On a few occasions last year, we had enough of both kinds of our homegrown veggies to make tomato and cucumber salad. In the US, when you say “salad,” people typically think of lettuce-based green salad. In Russia, most people would conjure up an image of tomato and cucumber salad. It is served with lunch or dinner in homes all across Russia throughout the summer. The basic must-have ingredients are tomatoes and cucumbers, and most people add some chopped herbs, usually dill and/or parsley, the two most popular herbs in Russian cooking. Some also like to add thinly sliced raw onions. The dressing is usually oil, oil and vinegar, sour cream, or mayonnaise. A sprinkling of salt and, often, pepper finishes this simple dish.

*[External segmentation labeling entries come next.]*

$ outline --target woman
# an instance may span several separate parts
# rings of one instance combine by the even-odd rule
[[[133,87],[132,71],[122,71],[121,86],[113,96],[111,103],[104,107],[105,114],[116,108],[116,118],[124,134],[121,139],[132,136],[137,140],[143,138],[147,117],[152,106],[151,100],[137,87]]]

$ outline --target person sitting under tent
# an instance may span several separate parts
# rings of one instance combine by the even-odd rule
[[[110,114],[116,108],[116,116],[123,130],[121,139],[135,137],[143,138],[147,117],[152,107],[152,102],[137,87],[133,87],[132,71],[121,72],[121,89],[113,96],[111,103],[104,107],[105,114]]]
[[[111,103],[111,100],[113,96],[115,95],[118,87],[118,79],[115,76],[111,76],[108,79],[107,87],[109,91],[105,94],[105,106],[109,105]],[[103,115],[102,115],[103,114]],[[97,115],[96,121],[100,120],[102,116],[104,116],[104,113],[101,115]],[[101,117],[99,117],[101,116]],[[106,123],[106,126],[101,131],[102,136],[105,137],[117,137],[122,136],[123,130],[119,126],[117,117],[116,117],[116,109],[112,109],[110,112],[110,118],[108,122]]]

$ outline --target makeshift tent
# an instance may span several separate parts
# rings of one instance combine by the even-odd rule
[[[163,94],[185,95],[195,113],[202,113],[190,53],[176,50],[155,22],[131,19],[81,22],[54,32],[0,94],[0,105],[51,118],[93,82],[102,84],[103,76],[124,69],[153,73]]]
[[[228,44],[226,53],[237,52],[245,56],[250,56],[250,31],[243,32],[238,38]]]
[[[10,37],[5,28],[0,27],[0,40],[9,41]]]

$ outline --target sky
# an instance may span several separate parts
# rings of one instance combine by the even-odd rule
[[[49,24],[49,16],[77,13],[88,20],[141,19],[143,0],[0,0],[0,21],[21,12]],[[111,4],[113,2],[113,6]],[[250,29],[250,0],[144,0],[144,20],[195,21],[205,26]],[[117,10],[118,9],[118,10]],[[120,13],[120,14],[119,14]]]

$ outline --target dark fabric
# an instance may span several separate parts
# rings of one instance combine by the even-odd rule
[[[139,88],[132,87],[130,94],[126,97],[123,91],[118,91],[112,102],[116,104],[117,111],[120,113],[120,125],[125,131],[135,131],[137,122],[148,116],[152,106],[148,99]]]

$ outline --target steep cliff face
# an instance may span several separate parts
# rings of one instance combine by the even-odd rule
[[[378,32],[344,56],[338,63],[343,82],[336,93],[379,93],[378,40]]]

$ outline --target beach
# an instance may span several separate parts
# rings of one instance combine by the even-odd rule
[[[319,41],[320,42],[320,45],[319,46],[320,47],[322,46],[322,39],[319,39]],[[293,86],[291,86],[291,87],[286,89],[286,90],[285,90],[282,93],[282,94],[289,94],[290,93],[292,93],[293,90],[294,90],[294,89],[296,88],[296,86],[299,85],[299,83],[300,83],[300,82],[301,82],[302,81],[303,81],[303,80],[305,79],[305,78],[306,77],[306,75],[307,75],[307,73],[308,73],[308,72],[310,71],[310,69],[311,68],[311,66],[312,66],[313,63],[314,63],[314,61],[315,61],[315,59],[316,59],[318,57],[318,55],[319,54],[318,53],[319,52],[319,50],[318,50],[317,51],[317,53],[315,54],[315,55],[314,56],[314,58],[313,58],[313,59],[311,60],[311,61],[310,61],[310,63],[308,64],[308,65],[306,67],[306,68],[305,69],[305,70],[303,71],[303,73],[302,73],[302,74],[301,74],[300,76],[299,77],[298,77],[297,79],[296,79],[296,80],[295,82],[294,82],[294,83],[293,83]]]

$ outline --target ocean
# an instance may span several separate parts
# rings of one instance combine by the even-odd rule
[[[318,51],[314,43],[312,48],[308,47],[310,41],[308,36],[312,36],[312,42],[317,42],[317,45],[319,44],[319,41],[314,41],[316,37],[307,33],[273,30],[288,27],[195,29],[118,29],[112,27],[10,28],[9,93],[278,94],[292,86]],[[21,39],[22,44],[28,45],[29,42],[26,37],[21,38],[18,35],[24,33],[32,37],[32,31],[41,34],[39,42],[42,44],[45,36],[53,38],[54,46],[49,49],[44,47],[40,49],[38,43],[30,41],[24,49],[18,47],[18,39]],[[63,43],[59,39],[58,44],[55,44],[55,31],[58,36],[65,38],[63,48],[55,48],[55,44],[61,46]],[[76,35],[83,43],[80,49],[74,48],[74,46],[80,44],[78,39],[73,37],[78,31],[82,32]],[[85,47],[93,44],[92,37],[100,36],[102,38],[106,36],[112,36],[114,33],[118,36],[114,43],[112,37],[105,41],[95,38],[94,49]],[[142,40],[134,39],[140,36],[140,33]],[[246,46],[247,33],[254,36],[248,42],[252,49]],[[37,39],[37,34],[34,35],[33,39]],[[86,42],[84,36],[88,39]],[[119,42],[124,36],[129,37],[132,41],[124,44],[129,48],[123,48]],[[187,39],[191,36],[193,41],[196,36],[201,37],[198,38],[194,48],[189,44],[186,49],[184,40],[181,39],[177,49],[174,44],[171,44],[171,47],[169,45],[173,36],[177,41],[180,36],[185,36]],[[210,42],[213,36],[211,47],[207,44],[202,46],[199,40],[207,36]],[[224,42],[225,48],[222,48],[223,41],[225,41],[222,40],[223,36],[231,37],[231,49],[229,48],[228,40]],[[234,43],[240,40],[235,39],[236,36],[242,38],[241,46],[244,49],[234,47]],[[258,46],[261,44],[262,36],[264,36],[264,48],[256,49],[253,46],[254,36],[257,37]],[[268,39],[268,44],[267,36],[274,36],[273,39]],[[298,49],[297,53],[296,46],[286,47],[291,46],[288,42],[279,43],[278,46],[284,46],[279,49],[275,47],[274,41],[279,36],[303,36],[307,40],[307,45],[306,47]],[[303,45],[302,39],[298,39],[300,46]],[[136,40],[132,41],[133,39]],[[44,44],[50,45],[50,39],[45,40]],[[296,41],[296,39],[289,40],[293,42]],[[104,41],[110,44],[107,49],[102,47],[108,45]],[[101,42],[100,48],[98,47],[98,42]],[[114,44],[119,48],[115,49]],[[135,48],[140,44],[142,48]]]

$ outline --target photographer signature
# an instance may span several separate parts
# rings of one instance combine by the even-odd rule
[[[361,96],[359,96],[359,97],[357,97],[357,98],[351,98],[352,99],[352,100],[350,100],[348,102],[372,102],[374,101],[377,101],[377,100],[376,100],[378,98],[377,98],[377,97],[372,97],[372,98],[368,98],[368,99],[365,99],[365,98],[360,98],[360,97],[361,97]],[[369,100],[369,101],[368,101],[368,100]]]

This year, we are gardening again. We have three tomato plants by the side of the house and a bunch of cucumber plants in a large box on our south-facing deck. Dill and parsley are sprouting in their containers, also out on the deck. We got off to a late start this year because of the unusually wet and cold spring, and all the plants still have a long way to go until harvest season, so at this point our tomato and cucumber salad looks to be weeks away. However, if your plants are already bearing fruit or if you purchase your tomatoes and cucumbers at the store or at the farmer’s market, go ahead and give this recipe a try today!
Tomato and cucumber salad
2 medium to large tomatoes
½ large slicing cucumber or 2 smaller pickling cucumbers
5-6 sprigs each fresh dill and fresh parsley
Salt and pepper to taste
Dressing: your favorite oil; oil and vinegar; sour cream (use full-fat plain yogurt to approximate the taste of Russian sour cream); or mayonnaise
Chop the tomatoes into roughly 1 inch pieces. I like to cut each tomato in half lengthwise, remove the part where the stem was attached, cut each half lengthwise into 4 or 5 wedges, and then cut each wedge crosswise into 2 or 3 pieces.
Peel the cucumber if the skin is too tough or bitter; otherwise, leave the skin on. If using a large cucumber, cut it into quarters lengthwise, then slice ¼ inch thin. If using smaller cucumbers, halve them lengthwise, then slice.
Remove the tough parts of the stems from the dill and parsley and chop the herbs finely.
Mix the herbs with the chopped tomatoes and cucumbers and toss with salt, pepper, and your choice of dressing immediately before serving.